Fargo-Moorhead deals with economic impact of coronavirus
Businesses in trouble are encouraged to reach out to their banks for assistive programs
FARGO, N.D. — In the wake of the coronavirus pandemic, many businesses in the Fargo-Moorhead area are left struggling.
“If a business is still operating, sales are down 60-70%,” said Downtown Community Partnership President/CEO, Melissa Brandt. “Some have found creative ways to sell their product online or are offering pickup or takeout. Others have made the tough decision to lay off all employees or have completely closed.”
For those who are experiencing unemployment for the first time, Cass County Commission encourages them to reach out to learn more about assistive programs that include food stamps, low-income childcare assistance, and low-income heat and energy assistance.
“We know there is a number of layoffs and with that, the support network that we have in the county most people don’t know about because they have been gainfully employed and have never had to worry about visiting the courthouse,” said Cass County Commission Chair, Chad Peterson.
In Moorhead, the government is doing all it can to help as many local businesses as possible.

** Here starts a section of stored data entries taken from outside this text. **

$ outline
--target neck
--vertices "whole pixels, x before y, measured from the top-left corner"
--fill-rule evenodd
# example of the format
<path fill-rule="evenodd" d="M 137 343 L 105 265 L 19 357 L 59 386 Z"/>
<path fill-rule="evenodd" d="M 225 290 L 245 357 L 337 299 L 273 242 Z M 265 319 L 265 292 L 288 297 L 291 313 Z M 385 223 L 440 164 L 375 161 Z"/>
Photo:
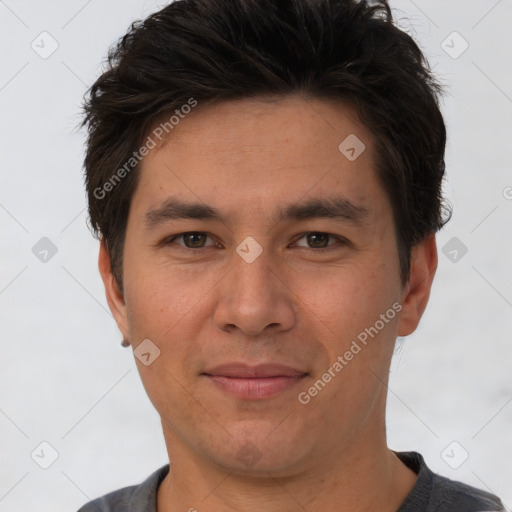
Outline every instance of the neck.
<path fill-rule="evenodd" d="M 188 450 L 164 428 L 171 469 L 159 487 L 158 512 L 396 512 L 417 475 L 373 437 L 329 458 L 308 461 L 304 467 L 275 475 L 240 473 L 220 468 Z M 171 439 L 172 438 L 172 439 Z"/>

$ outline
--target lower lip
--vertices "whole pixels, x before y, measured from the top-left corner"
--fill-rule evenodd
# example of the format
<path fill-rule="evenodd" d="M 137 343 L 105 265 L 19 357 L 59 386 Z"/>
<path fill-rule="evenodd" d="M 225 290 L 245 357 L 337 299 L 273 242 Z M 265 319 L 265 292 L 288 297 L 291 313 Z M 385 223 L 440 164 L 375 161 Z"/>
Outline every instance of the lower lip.
<path fill-rule="evenodd" d="M 220 375 L 207 377 L 221 390 L 245 400 L 270 398 L 295 387 L 306 375 L 299 377 L 236 378 Z"/>

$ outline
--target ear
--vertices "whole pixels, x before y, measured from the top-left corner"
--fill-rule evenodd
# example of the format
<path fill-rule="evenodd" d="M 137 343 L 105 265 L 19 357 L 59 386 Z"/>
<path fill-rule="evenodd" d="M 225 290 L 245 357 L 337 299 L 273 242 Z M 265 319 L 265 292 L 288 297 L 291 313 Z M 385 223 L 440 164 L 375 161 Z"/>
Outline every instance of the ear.
<path fill-rule="evenodd" d="M 436 270 L 436 237 L 431 233 L 411 251 L 411 271 L 402 294 L 398 336 L 408 336 L 418 327 L 427 307 Z"/>
<path fill-rule="evenodd" d="M 114 319 L 121 331 L 121 334 L 125 339 L 129 339 L 128 337 L 128 322 L 126 320 L 126 306 L 124 303 L 123 293 L 119 289 L 119 285 L 112 274 L 111 265 L 110 265 L 110 256 L 108 254 L 108 249 L 101 239 L 100 242 L 100 254 L 98 258 L 98 267 L 100 269 L 101 279 L 103 280 L 103 285 L 105 286 L 105 295 L 107 297 L 108 306 Z"/>

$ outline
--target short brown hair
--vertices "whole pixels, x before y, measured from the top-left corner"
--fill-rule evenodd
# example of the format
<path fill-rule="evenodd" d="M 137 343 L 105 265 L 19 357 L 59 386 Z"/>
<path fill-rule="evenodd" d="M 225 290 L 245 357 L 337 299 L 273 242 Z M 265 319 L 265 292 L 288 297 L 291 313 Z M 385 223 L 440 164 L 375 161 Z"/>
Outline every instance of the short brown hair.
<path fill-rule="evenodd" d="M 411 248 L 449 220 L 443 209 L 451 214 L 441 91 L 386 1 L 177 0 L 134 22 L 88 91 L 83 121 L 90 224 L 121 289 L 134 154 L 155 121 L 191 98 L 204 106 L 297 92 L 348 101 L 374 134 L 405 284 Z"/>

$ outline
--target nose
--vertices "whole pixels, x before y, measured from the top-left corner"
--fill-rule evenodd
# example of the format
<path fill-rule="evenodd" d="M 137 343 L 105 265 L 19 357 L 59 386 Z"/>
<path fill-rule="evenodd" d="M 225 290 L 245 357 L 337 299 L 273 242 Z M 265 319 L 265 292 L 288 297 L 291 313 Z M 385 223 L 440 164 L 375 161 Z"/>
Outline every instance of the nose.
<path fill-rule="evenodd" d="M 279 268 L 265 250 L 250 263 L 235 253 L 231 271 L 219 283 L 217 327 L 239 329 L 251 337 L 291 329 L 296 320 L 295 296 Z"/>

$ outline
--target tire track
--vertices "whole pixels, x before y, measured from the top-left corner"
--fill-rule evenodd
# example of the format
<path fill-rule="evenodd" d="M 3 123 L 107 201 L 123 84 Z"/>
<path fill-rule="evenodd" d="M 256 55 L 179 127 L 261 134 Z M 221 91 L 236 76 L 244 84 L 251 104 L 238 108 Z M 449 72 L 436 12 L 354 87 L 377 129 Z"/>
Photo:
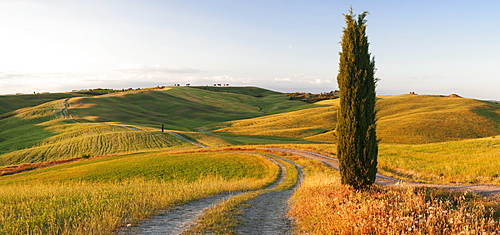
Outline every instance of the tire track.
<path fill-rule="evenodd" d="M 169 134 L 173 135 L 174 137 L 176 137 L 176 138 L 178 138 L 178 139 L 180 139 L 180 140 L 182 140 L 182 141 L 185 141 L 185 142 L 188 142 L 188 143 L 194 144 L 194 145 L 199 146 L 199 147 L 202 147 L 202 148 L 208 148 L 208 146 L 203 145 L 203 144 L 200 144 L 200 143 L 198 143 L 198 142 L 191 141 L 191 140 L 189 140 L 189 139 L 185 138 L 184 136 L 179 135 L 178 133 L 171 132 L 171 131 L 169 131 L 169 132 L 167 132 L 167 133 L 169 133 Z"/>
<path fill-rule="evenodd" d="M 265 190 L 272 190 L 284 181 L 286 177 L 286 168 L 271 157 L 265 156 L 263 154 L 260 155 L 272 161 L 281 169 L 278 179 L 265 188 Z M 215 196 L 198 199 L 196 201 L 175 207 L 170 210 L 160 211 L 158 215 L 153 216 L 151 219 L 145 220 L 138 226 L 128 226 L 120 228 L 116 232 L 116 234 L 182 234 L 184 231 L 195 225 L 196 220 L 203 214 L 205 210 L 208 210 L 216 206 L 217 204 L 230 199 L 233 196 L 247 192 L 252 191 L 222 193 Z"/>
<path fill-rule="evenodd" d="M 237 234 L 292 234 L 293 232 L 292 220 L 287 216 L 288 200 L 302 182 L 302 167 L 287 159 L 266 155 L 293 164 L 299 173 L 298 181 L 292 189 L 270 191 L 248 201 L 250 206 L 243 209 L 243 214 L 240 216 L 242 225 L 236 228 Z"/>
<path fill-rule="evenodd" d="M 152 218 L 135 227 L 123 227 L 116 234 L 181 234 L 189 228 L 203 211 L 239 193 L 223 193 L 202 198 L 191 203 L 177 206 L 171 210 L 160 211 Z"/>
<path fill-rule="evenodd" d="M 71 99 L 71 98 L 67 98 L 67 99 L 65 99 L 65 100 L 64 100 L 64 108 L 61 110 L 61 113 L 62 113 L 62 115 L 63 115 L 66 119 L 68 119 L 68 120 L 70 120 L 70 121 L 72 121 L 72 122 L 78 122 L 77 120 L 75 120 L 75 119 L 73 119 L 71 116 L 69 116 L 68 108 L 69 108 L 69 100 L 70 100 L 70 99 Z"/>

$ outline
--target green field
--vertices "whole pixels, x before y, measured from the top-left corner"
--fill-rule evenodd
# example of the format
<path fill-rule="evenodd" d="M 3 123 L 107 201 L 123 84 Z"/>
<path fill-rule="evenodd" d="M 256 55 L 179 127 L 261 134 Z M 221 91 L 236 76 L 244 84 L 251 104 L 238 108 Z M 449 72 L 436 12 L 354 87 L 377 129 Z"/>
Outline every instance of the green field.
<path fill-rule="evenodd" d="M 15 110 L 33 107 L 54 100 L 72 97 L 81 97 L 79 93 L 52 93 L 52 94 L 30 94 L 30 95 L 2 95 L 0 96 L 0 119 Z"/>
<path fill-rule="evenodd" d="M 262 97 L 173 87 L 71 99 L 69 113 L 80 122 L 120 122 L 156 129 L 164 124 L 167 129 L 189 131 L 304 105 L 282 93 L 259 94 Z"/>
<path fill-rule="evenodd" d="M 63 108 L 63 100 L 56 100 L 0 120 L 0 165 L 190 146 L 160 132 L 74 123 L 62 115 Z"/>
<path fill-rule="evenodd" d="M 257 154 L 148 153 L 92 158 L 0 178 L 0 233 L 102 234 L 156 210 L 262 188 L 278 167 Z"/>

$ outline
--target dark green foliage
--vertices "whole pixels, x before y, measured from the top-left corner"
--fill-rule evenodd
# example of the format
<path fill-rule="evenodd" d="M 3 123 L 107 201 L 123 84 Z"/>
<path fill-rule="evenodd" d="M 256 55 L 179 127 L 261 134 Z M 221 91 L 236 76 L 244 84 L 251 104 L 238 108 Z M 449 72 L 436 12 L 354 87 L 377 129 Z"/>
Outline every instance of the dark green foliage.
<path fill-rule="evenodd" d="M 321 100 L 333 100 L 339 98 L 338 96 L 338 91 L 331 91 L 331 92 L 325 92 L 321 94 L 311 94 L 311 93 L 304 93 L 304 92 L 294 92 L 294 93 L 289 93 L 288 99 L 290 100 L 302 100 L 307 103 L 316 103 Z"/>
<path fill-rule="evenodd" d="M 337 155 L 342 183 L 355 189 L 372 185 L 377 173 L 375 132 L 375 62 L 368 51 L 365 17 L 350 10 L 342 36 L 339 74 Z"/>
<path fill-rule="evenodd" d="M 84 159 L 90 158 L 90 154 L 82 154 L 82 158 Z"/>

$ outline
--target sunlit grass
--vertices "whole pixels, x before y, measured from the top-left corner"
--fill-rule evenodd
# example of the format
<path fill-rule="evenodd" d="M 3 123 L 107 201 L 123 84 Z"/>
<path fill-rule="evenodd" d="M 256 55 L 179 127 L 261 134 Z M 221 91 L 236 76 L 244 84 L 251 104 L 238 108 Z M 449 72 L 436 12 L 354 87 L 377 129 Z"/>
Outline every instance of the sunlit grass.
<path fill-rule="evenodd" d="M 0 165 L 190 146 L 161 132 L 73 123 L 62 115 L 64 107 L 64 101 L 57 100 L 0 120 Z"/>
<path fill-rule="evenodd" d="M 231 143 L 226 140 L 212 135 L 211 133 L 202 133 L 202 132 L 182 132 L 183 135 L 196 140 L 198 143 L 204 144 L 210 147 L 225 147 L 230 146 Z"/>
<path fill-rule="evenodd" d="M 152 152 L 4 176 L 0 234 L 106 234 L 201 197 L 262 188 L 278 170 L 255 154 Z"/>
<path fill-rule="evenodd" d="M 268 102 L 268 99 L 271 101 Z M 164 124 L 166 129 L 190 131 L 196 127 L 262 116 L 302 104 L 300 101 L 288 100 L 284 94 L 257 98 L 237 93 L 174 87 L 75 98 L 70 100 L 69 112 L 81 122 L 120 122 L 152 128 L 160 128 Z"/>
<path fill-rule="evenodd" d="M 146 152 L 116 155 L 61 164 L 50 168 L 3 176 L 0 185 L 26 182 L 114 182 L 133 178 L 194 181 L 202 176 L 225 179 L 262 178 L 277 167 L 252 154 L 230 152 Z M 277 173 L 275 173 L 277 174 Z"/>
<path fill-rule="evenodd" d="M 238 135 L 268 135 L 303 138 L 328 130 L 336 123 L 334 106 L 315 107 L 300 111 L 269 115 L 230 122 L 229 127 L 218 129 Z"/>
<path fill-rule="evenodd" d="M 323 107 L 287 112 L 220 125 L 217 131 L 335 142 L 338 100 Z M 377 137 L 381 143 L 424 144 L 500 134 L 498 105 L 473 99 L 402 95 L 377 101 Z"/>
<path fill-rule="evenodd" d="M 496 218 L 494 212 L 496 211 Z M 338 174 L 306 176 L 291 200 L 298 234 L 496 234 L 498 203 L 463 192 L 373 187 L 355 191 Z"/>
<path fill-rule="evenodd" d="M 379 171 L 411 181 L 500 184 L 500 138 L 381 145 Z"/>
<path fill-rule="evenodd" d="M 28 183 L 0 187 L 1 234 L 105 234 L 154 211 L 265 180 L 203 177 L 194 182 Z"/>
<path fill-rule="evenodd" d="M 52 94 L 0 95 L 0 116 L 21 108 L 33 107 L 54 100 L 81 96 L 86 95 L 71 92 Z"/>

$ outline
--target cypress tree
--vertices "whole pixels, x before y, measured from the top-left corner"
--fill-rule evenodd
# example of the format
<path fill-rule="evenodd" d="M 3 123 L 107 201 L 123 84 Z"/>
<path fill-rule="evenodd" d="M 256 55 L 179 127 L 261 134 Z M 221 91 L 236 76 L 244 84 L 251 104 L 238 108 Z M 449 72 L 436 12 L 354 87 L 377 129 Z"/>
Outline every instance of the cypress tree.
<path fill-rule="evenodd" d="M 377 174 L 378 143 L 375 132 L 375 60 L 368 51 L 365 17 L 344 14 L 340 52 L 340 108 L 337 112 L 337 157 L 342 184 L 369 187 Z"/>

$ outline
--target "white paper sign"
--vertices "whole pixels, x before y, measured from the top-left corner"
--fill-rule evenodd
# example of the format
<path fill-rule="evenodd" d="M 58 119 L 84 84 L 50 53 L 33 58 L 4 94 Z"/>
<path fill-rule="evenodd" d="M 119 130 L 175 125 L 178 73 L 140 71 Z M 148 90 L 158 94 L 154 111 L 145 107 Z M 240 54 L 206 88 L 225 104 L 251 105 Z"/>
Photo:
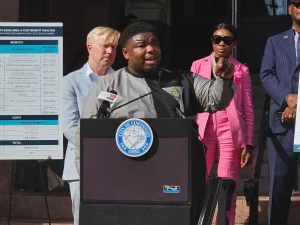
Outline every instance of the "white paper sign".
<path fill-rule="evenodd" d="M 300 82 L 298 86 L 298 90 L 300 90 Z M 297 106 L 300 105 L 300 98 L 298 98 Z M 295 135 L 294 135 L 294 152 L 300 152 L 300 109 L 296 112 L 296 124 L 295 124 Z M 298 119 L 297 119 L 298 118 Z"/>
<path fill-rule="evenodd" d="M 0 23 L 0 159 L 62 159 L 62 23 Z"/>
<path fill-rule="evenodd" d="M 110 107 L 112 107 L 118 100 L 119 96 L 110 92 L 101 91 L 97 98 L 99 100 L 108 101 Z"/>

“The Department of Employment and Economic Development has a small business emergency loan that has been active now for about five days,” said Downtown Moorhead Inc. President/CEO, Derrick LaPoint. “Minnesota is trying to get money quickly to our small businesses.”
For any business that does find itself in trouble, it is important to reach out to their bank to see what can be done to help.
“There are disaster programs out there. The FBA has a disaster program that has been out there for a while and that is a direct lending program,” explained Bremer Bank Senior Region President, Judd Graham. “There are other state programs on North Dakota and Minnesota side. There is just a lot of information that your bankers should be understanding and getting a lot of information on.”